You’d think that, having managed to wait out server queues well in excess of 20,000 players just to get into the game, the last thing you’d want to do is queue up again. It’d be like getting through security at an airport and then turning around to have another go through the metal detector. Still, forming an orderly in-game queue is exactly what players dipping into World of Warcraft Classic are doing.
It’s all a bit reminiscent of that time that people had to queue up to speak to an NPC quest giver in The Division, and given that WoW Classic is effectively the old game codebase from the mid-2000s spruced up with a modern server architecture, front end and some graphical tweaks, you might expect the same thing to be happening here. It’s not quite the same, though.
As a player explained over on Reddit, it’s not the NPC’s that the problem, but rather that a particular item needed to run through the early game quests takes a few seconds to respawn every time a player picks one up.

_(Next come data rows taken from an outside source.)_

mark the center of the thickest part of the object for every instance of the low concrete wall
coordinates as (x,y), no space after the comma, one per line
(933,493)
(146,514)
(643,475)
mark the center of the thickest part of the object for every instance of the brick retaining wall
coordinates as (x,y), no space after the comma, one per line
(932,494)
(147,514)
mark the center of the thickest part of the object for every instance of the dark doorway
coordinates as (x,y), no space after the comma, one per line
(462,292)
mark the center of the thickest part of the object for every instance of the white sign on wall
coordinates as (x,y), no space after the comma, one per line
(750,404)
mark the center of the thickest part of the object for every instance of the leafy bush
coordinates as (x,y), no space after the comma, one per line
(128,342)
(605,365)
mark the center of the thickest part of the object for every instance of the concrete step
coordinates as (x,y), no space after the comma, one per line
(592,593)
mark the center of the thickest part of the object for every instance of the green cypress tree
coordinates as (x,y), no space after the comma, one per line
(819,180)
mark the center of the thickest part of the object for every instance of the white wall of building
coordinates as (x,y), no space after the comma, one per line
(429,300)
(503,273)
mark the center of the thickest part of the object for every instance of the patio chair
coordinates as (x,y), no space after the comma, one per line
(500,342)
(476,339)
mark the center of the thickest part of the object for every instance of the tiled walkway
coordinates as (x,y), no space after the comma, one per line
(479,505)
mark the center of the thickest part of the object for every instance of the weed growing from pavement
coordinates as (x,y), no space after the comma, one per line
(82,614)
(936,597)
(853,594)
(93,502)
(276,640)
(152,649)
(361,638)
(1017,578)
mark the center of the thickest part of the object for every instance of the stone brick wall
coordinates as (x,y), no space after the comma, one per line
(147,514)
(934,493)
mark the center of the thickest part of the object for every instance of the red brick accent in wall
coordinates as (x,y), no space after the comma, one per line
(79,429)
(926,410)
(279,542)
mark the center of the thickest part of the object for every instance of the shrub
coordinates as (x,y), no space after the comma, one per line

Of course, this is exactly the kind of thing that Blizzard were referring to when asserting a few years ago that nobody really wanted a vanilla World of Warcraft experience. Over the years the game has been majorly updated, quest design streamlined, quality of life improvements made, and so on. That’s part of the charm though, and it seems as though hundreds of thousands of people have been hankering for the older, grindier game design. They could probably do without those server queues and wonkiest bits of quest design, though.